Tabel 2 vergelijkt onze resultaten met Shields et al.Er was een statistisch significant verschil in de geschiedenis van vergroting van de laesie voorafgaand aan de operatie, pigmentatie van de laesie door klinisch onderzoek en indicatie voor chirurgie. Onze histopathologische verdeling van de types van nevi was vrij gelijkaardig aan andere reeksen.4,6 de gemeenschappelijkste was samenstellingsnevus in 72%, gevolgd door subepithelial nevus in 24%, junctional nevus in 3% en blauwe nevus in 1%. We ontdekten dat stof nevi de meest voorkomende is in alle leeftijdsgroepen. Onze drie gevallen van junctional nevi waren in de pediatrische en adolescentie leeftijdsgroep. Dit bevestigt de conclusie van Shields et al dat compound en junctional nevi worden meestal gevonden in jongere leeftijd groep, terwijl subepithelial en blauwe nevi worden meestal gevonden in iets oudere leeftijd groep.4 blauwe nevuscellen komen vermoedelijk uit onvolledig gemigreerde melanocyten van substantia propria voort en bevinden zich typisch diep in de nevocellulaire component. Hoewel maligne cellulaire blauwe nevi elders zijn gediagnosticeerd, is er geen gemeld in het bindvlies.2 het enige geval van blauwe nevus in onze serie was bij een 22-jarige reu met een bruine laesie bij de karunkel en geen prominente vascularisatie of cystische verschijning. De nevus werd verwijderd om cosmetische redenen. Shields et al toonden ook afwezigheid van cysten en feedervaten in hun vier gevallen van blauwe nevi.4 soortgelijke bevindingen werden gemeld door McDonnel.7
Tabel 2
vergelijking tussen de resultaten van onze studie en die van Shields et al.4
Parameter | huidig onderzoek (%van het totaal=105 laesies) | Shields et al. (%van het totaal=410 laesies) | P | ||
---|---|---|---|---|---|
geschiedenis van vergroting van de laesie voorafgaand aan de operatie | 24 (23%) | 176 (43%) | <.0001a | ||
meest voorkomende plaats van laesie | Bulbar | Bulbar | – | ||
pigmentatie van de laesie door klinisch onderzoek | 103 (98%) | 344 (84%) | <.0001a | ||
indicatie voor chirurgie | cosmetisch | 40 (38%) | cosmetisch | 16 (4%) | <.0001a |
de Recente groei | 22 (21%) | de Recente groei | 32 (8%) | ||
om uit Te sluiten maligniteit | 8 (8%) | om uit Te sluiten maligniteit | 95 (23%) | ||
Anderen | 35 (33%) | Anderen | 267 (65%) | ||
Meest voorkomende histopathologische diagnose | Samengestelde nevus | Samengestelde nevus | – |
Zamir at al bestudeerde 63 ontstoken juveniele conjunctivale nevi (IJCN) bij patiënten jonger dan 20 jaar.Vijfenzeventig procent van hun patiënten had een voorgeschiedenis van allergische ziekte.
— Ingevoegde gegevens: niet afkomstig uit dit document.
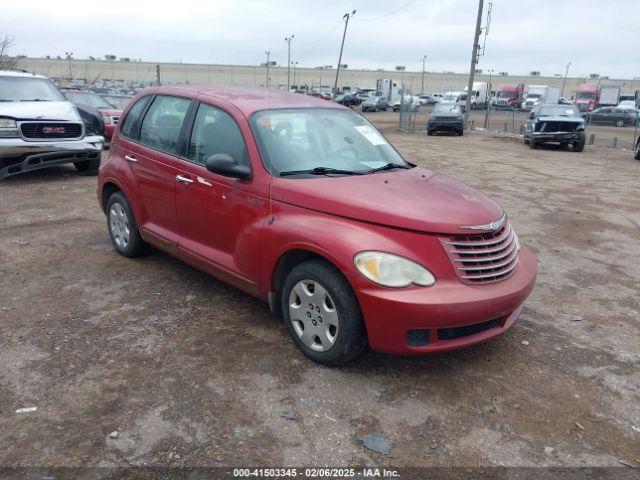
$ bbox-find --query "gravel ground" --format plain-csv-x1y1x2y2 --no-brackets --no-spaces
0,124,640,471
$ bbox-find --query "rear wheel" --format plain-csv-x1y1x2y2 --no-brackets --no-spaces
281,260,366,365
107,192,145,257
572,132,586,152
73,158,100,175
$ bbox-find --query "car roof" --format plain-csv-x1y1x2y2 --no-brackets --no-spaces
0,70,47,78
146,85,348,116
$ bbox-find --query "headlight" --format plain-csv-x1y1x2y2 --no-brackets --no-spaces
0,118,20,137
354,252,436,287
0,118,18,128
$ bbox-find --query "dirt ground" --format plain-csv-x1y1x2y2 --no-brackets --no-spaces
0,120,640,471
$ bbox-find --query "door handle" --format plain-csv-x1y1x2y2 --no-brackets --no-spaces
176,175,193,183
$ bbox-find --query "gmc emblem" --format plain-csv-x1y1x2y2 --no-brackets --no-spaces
42,127,65,134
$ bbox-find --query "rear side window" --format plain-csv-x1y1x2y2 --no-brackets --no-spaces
120,96,149,138
140,95,191,155
189,104,248,165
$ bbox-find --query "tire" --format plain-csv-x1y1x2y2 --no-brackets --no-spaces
106,192,145,257
281,260,367,365
73,158,100,175
571,132,587,152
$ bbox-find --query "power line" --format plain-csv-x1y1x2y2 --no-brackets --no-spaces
355,0,416,22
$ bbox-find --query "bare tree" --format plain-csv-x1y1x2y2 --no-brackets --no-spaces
0,32,18,70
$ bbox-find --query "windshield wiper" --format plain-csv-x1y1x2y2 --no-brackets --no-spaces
280,167,362,177
367,163,411,173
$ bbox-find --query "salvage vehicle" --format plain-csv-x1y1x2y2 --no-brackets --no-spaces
582,107,638,127
97,85,536,365
427,102,464,135
362,97,388,112
523,103,586,152
0,71,104,180
62,90,122,143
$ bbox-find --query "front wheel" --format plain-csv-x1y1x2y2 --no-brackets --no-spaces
281,260,366,365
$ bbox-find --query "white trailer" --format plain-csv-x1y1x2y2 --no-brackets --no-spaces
376,78,401,103
464,82,489,110
600,85,620,106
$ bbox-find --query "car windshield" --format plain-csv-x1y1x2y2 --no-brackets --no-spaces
64,92,114,108
538,105,580,117
251,108,410,176
433,103,460,113
0,77,64,102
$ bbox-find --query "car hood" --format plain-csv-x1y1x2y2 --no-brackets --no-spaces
538,116,584,123
272,167,503,234
0,102,81,122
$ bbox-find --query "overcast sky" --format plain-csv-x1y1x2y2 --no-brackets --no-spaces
0,0,640,78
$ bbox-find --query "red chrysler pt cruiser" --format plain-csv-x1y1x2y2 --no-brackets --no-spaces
98,86,536,365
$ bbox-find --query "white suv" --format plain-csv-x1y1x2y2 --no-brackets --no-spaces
0,71,104,180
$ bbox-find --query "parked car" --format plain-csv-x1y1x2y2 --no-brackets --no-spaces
0,71,104,180
583,107,638,127
62,90,122,143
336,93,361,107
523,103,586,152
427,102,464,135
97,85,536,365
418,94,439,105
362,97,388,112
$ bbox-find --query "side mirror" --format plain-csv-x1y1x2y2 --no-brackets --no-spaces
205,153,252,180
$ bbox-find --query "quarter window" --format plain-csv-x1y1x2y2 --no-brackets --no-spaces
140,95,191,155
120,96,149,138
189,104,248,165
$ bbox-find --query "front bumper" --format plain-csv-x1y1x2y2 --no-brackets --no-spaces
532,130,584,143
356,247,537,355
0,135,104,180
427,122,463,132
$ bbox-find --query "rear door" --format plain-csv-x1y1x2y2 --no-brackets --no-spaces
125,95,191,250
176,99,266,291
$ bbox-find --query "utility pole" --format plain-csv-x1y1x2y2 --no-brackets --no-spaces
420,55,427,94
331,10,356,98
560,62,571,97
264,50,271,88
464,0,484,128
284,35,295,92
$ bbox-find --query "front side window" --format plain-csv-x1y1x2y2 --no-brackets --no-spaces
140,95,191,155
189,104,248,165
251,108,409,175
120,96,149,138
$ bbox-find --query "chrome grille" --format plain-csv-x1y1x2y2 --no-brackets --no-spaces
441,222,518,284
20,122,82,140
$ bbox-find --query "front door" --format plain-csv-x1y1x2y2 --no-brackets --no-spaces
125,95,191,248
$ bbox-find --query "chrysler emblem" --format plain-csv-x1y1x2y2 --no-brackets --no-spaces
460,213,507,231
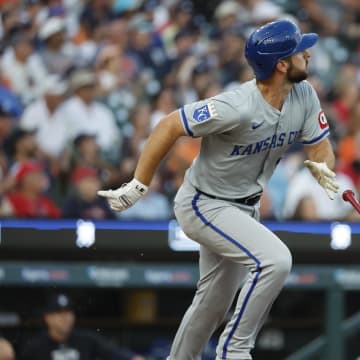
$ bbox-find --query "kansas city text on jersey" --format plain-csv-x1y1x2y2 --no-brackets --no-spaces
230,130,301,156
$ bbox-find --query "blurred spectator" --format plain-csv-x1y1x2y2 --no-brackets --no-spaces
337,101,360,169
160,0,194,51
0,87,19,195
95,44,136,133
38,16,81,76
129,14,168,78
95,45,130,95
20,75,68,161
59,69,122,161
75,0,113,43
5,128,38,166
283,168,360,221
1,161,61,218
331,65,360,134
0,337,15,360
150,87,177,129
19,293,144,360
219,26,246,85
214,0,242,36
71,134,121,187
63,166,115,220
1,32,47,104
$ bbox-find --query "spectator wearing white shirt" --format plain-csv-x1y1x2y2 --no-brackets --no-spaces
38,16,80,76
1,33,47,105
60,69,121,161
20,75,69,161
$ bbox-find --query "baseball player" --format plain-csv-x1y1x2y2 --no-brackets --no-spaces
99,20,339,360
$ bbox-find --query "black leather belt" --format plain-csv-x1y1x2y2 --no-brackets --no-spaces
195,188,261,206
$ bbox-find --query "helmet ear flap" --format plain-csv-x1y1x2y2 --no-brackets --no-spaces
245,20,318,80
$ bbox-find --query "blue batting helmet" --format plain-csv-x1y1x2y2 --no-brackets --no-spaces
245,20,318,80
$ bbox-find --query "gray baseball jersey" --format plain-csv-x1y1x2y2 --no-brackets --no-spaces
168,80,329,360
180,80,329,198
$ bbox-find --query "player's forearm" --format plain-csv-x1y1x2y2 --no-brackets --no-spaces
134,112,185,185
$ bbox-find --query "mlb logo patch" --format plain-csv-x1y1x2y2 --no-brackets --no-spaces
318,111,329,129
193,102,216,122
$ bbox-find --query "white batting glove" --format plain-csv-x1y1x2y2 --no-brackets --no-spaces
304,160,339,200
97,179,149,211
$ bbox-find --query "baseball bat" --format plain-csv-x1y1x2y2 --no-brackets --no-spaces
343,189,360,214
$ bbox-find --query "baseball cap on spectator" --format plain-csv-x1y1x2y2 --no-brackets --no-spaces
71,166,98,185
193,60,211,75
15,160,44,183
252,1,282,23
95,45,121,69
112,0,142,14
42,74,68,95
74,133,96,147
38,16,65,40
215,0,240,19
175,0,194,14
4,128,36,156
70,69,96,91
0,86,23,118
225,24,246,39
174,28,194,41
129,14,153,32
43,293,74,314
10,30,34,46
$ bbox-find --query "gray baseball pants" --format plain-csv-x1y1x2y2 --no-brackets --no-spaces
168,183,292,360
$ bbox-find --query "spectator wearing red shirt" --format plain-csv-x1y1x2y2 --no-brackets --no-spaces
3,161,61,218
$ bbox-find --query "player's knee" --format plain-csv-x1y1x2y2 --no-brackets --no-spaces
271,248,292,279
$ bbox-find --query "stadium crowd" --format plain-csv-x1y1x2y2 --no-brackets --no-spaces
0,0,360,221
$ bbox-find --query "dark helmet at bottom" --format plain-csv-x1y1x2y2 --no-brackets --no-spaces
245,20,318,80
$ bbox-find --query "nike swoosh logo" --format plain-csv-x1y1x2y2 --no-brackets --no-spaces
251,120,265,130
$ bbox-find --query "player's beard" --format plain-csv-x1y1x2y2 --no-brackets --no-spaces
287,59,308,83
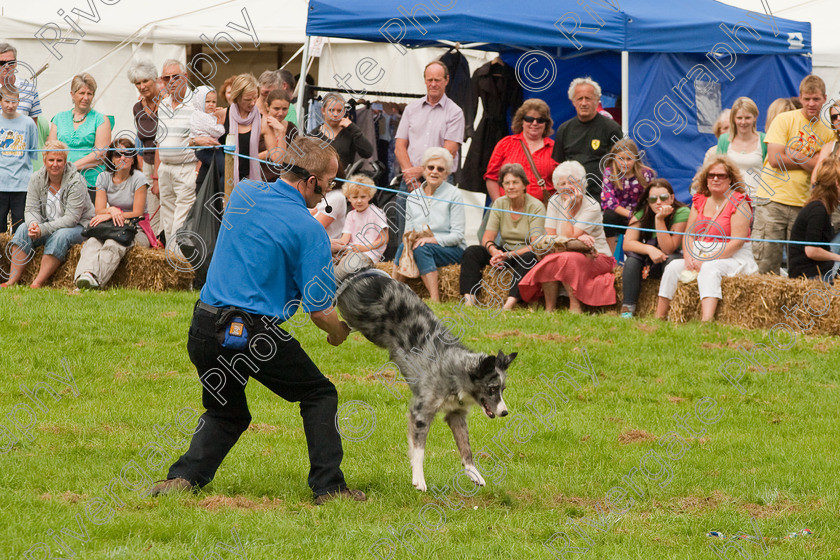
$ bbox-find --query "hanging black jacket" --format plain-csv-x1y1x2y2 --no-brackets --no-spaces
459,61,522,192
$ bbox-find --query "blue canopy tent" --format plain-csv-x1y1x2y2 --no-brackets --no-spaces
306,0,811,200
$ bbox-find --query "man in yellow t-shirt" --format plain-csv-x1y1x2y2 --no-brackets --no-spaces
752,74,835,274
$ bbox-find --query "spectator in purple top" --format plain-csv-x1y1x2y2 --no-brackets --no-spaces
394,60,464,239
601,138,655,251
0,43,41,124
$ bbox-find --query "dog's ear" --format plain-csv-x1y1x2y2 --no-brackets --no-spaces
496,350,517,369
470,356,496,381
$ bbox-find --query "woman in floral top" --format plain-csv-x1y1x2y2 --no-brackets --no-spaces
601,138,656,251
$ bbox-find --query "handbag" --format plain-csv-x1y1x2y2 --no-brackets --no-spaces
518,138,549,203
82,216,140,247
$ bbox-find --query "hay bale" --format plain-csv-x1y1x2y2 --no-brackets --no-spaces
0,234,194,292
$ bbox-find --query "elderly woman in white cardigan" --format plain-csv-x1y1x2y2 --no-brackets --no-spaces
394,148,467,302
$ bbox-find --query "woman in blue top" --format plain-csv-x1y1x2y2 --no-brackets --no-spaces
49,72,111,201
394,147,467,302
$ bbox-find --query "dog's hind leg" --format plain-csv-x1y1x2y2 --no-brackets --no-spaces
445,410,485,486
408,411,434,492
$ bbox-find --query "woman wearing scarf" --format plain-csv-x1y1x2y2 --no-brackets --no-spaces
216,74,262,183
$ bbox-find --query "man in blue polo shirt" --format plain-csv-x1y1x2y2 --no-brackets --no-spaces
151,137,366,505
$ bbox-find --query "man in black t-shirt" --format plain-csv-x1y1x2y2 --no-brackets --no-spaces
552,78,624,201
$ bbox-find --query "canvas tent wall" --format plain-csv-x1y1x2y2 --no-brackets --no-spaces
306,0,811,199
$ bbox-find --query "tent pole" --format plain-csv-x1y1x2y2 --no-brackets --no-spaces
621,51,630,136
295,35,309,130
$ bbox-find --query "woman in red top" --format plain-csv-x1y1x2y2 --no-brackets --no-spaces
484,99,557,204
656,155,758,321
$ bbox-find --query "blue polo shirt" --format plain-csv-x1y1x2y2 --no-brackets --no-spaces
200,179,335,322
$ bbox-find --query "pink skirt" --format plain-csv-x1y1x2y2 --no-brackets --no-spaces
519,251,616,307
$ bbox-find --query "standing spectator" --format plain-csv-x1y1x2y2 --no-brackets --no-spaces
258,89,298,183
656,155,757,322
394,60,464,238
277,68,297,125
519,161,615,314
310,93,373,171
692,109,732,165
717,97,767,198
811,101,840,232
49,72,111,201
753,74,835,274
257,70,280,117
0,43,41,125
484,99,557,205
552,77,624,200
393,147,467,303
216,74,262,183
0,86,38,233
601,138,655,251
152,59,199,249
128,60,163,235
73,138,149,289
764,97,802,132
459,162,545,310
788,158,840,279
621,179,691,319
0,140,94,288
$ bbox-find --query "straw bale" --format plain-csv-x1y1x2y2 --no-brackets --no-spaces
0,234,193,292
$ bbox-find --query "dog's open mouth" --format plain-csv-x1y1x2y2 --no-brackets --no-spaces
481,401,496,418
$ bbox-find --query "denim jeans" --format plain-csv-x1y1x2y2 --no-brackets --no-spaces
168,308,347,496
394,243,464,276
11,222,85,262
Ze suggereerden een associatie van deze unieke entiteit met allergische conjunctivitis.8 sommige recente gegevens suggereren ook dat deze vereniging aan de modulatie van eosinophil eigenschappen door lesional fibroblasten gedeeltelijk door de factor van de zenuwgroei toe te schrijven is.9 echter, toen we analyseerden onze patiënten in de pediatrische en adolescentie leeftijd groepen (onder de leeftijd van 20 jaar) 48% van de stof nevi waar geclassificeerd als IJCN en 12% (3/25) had gedocumenteerd lente of allergische oogziekte.Concluderend tonen onze bevindingen aan dat de verdeling van conjunctivale nevi in onze populatie vergelijkbaar is met andere studies met samengestelde nevus als de meest voorkomende diagnose in alle leeftijdsgroepen en bulbaire laesies als de meest voorkomende plaats. Echter, in onze populatie, bijna alle nevi waren klinisch gepigmenteerd en de meest voorkomende indicatie voor chirurgie was cosmetische zorgen. Verdere studies van IJCN en andere conjunctivale gepigmenteerde laesies, waaronder primaire verworven melanose en maligne melanoom, worden aanbevolen.